Cleanly handling sub-generatede files with Paperclip

Hi,

Let's say I upload a pdf file. Imagemagick extracts all pages out of it and stores the png images on the hard-drive. How to easily handle all these generated files with Paperclip?

Has anyone done that before? Thanks for your advice

Fernando Perez wrote:

Hi,

Let's say I upload a pdf file. Imagemagick extracts all pages out of it and stores the png images on the hard-drive. How to easily handle all these generated files with Paperclip?

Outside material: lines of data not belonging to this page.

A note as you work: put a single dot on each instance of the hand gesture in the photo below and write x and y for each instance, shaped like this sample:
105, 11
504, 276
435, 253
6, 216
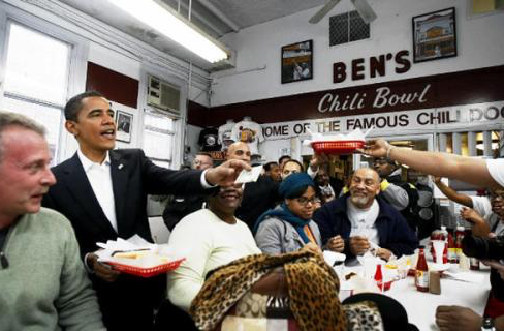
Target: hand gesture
471, 215
227, 173
384, 254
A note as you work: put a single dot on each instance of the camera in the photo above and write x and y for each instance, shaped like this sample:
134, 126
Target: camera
484, 248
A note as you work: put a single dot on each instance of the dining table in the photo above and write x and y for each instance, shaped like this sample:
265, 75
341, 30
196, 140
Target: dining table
472, 292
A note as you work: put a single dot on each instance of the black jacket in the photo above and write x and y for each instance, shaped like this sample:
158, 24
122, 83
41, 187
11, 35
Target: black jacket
129, 302
410, 213
259, 197
394, 232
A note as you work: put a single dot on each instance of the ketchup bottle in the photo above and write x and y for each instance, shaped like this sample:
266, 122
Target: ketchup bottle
459, 235
445, 236
378, 278
422, 273
435, 235
451, 250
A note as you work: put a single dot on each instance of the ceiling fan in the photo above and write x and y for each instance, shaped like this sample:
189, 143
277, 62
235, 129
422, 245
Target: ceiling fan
362, 6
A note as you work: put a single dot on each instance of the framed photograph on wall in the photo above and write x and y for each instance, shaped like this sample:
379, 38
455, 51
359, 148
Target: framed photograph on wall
297, 62
435, 35
124, 127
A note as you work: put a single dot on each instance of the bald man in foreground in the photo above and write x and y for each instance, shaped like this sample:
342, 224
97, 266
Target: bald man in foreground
259, 196
364, 221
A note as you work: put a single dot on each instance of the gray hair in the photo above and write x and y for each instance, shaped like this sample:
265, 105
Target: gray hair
10, 119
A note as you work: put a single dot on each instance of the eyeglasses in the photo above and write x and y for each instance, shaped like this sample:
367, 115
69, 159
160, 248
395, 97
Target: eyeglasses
198, 162
305, 201
497, 196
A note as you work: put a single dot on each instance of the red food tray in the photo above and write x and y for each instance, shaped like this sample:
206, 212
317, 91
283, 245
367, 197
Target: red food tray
149, 272
338, 147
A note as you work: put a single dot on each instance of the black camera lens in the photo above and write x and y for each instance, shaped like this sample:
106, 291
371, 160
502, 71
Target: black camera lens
483, 248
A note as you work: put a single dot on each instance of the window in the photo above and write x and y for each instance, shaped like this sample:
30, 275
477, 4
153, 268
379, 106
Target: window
158, 136
36, 79
348, 27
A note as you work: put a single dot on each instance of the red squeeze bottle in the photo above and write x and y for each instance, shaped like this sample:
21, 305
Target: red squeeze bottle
446, 254
422, 272
378, 278
451, 250
459, 235
435, 235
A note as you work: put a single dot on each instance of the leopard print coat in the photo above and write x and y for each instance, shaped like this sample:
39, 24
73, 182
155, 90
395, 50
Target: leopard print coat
313, 289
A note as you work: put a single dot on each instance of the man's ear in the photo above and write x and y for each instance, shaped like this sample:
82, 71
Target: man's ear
71, 127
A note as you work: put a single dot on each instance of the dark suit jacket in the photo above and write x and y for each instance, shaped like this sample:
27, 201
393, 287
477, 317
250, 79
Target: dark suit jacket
394, 231
128, 302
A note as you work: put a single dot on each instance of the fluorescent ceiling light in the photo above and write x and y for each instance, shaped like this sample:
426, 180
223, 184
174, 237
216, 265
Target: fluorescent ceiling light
172, 25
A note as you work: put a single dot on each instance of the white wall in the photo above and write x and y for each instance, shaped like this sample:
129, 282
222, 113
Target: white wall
192, 135
480, 44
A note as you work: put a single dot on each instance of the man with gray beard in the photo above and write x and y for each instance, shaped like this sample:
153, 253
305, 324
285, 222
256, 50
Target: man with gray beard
366, 222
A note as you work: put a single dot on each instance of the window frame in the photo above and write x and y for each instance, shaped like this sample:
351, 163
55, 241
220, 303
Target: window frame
179, 123
77, 65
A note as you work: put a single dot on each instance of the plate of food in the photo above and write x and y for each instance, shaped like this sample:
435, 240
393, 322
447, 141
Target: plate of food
142, 262
340, 144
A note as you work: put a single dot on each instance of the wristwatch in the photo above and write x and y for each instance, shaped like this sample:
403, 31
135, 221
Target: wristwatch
488, 324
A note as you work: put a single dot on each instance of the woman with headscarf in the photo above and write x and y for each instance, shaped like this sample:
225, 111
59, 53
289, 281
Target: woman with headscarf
290, 227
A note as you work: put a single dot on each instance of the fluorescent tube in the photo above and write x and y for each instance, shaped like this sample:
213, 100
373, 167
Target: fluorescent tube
168, 23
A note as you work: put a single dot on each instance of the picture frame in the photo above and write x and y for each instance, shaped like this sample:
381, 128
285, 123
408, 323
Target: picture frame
124, 122
434, 35
297, 62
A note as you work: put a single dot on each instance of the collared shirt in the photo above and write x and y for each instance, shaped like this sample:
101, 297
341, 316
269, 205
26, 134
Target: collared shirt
100, 178
363, 221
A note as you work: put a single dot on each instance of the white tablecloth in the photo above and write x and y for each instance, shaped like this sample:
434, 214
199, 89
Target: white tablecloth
421, 307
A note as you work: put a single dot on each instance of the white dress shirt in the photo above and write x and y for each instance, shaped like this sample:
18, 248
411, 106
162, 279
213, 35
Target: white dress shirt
100, 178
363, 221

Has anyone done that before? Thanks for your advice

I've done precisely this just recently. It isn't as tricky as it seems, really. All you need are a few steps in your pdf processor that will take the extracted images and add them to a new record. So, if you have the following relationship:

class Document < ActiveRecord::Base   has_many :images   has_attached_file :file, :styles => { :original => {} }, :processors => [:extract] end

class Image < ActiveRecord::Base   belongs_to :document   has_attached_file :image end

In your processor perform your extraction to a temporary folder, and after it is done do something like the following:

if @attachment.respond_to?(:instance) and @attachment.instance.respond_to?(:images)   @attachment.instance.images.destroy_all

  Dir.glob("#{@temporary}/*.{jpg,png}").each do |path|     File.open(path) { |file| @attachment.instance.images.create(:image => file) }   end else   raise PaperclipError, "Unable to save extracted pages. No valid attachment." end

Afterwards make sure to remove the temporary folder and you should be good.

Parker Selbert wrote:

Interesting approach. In particular problem you ran into in practice? Too many files for the fs? Database blowing up? Other?

Fernando Perez wrote:

Interesting approach. In particular problem you ran into in practice? Too many files for the fs? Database blowing up? Other?

It has worked really well in practice. The failing point was always ImageMagick, really. We ended up using pdf2image instead, which yielded much better output, much faster. We've processed 120+ page documents, so the file issue wasn't a problem. With the time it takes to process the images (assuming you are resizing / thumbnailing) you'll certainly want to process with a background processor though--Delayed Job, Resque or the like.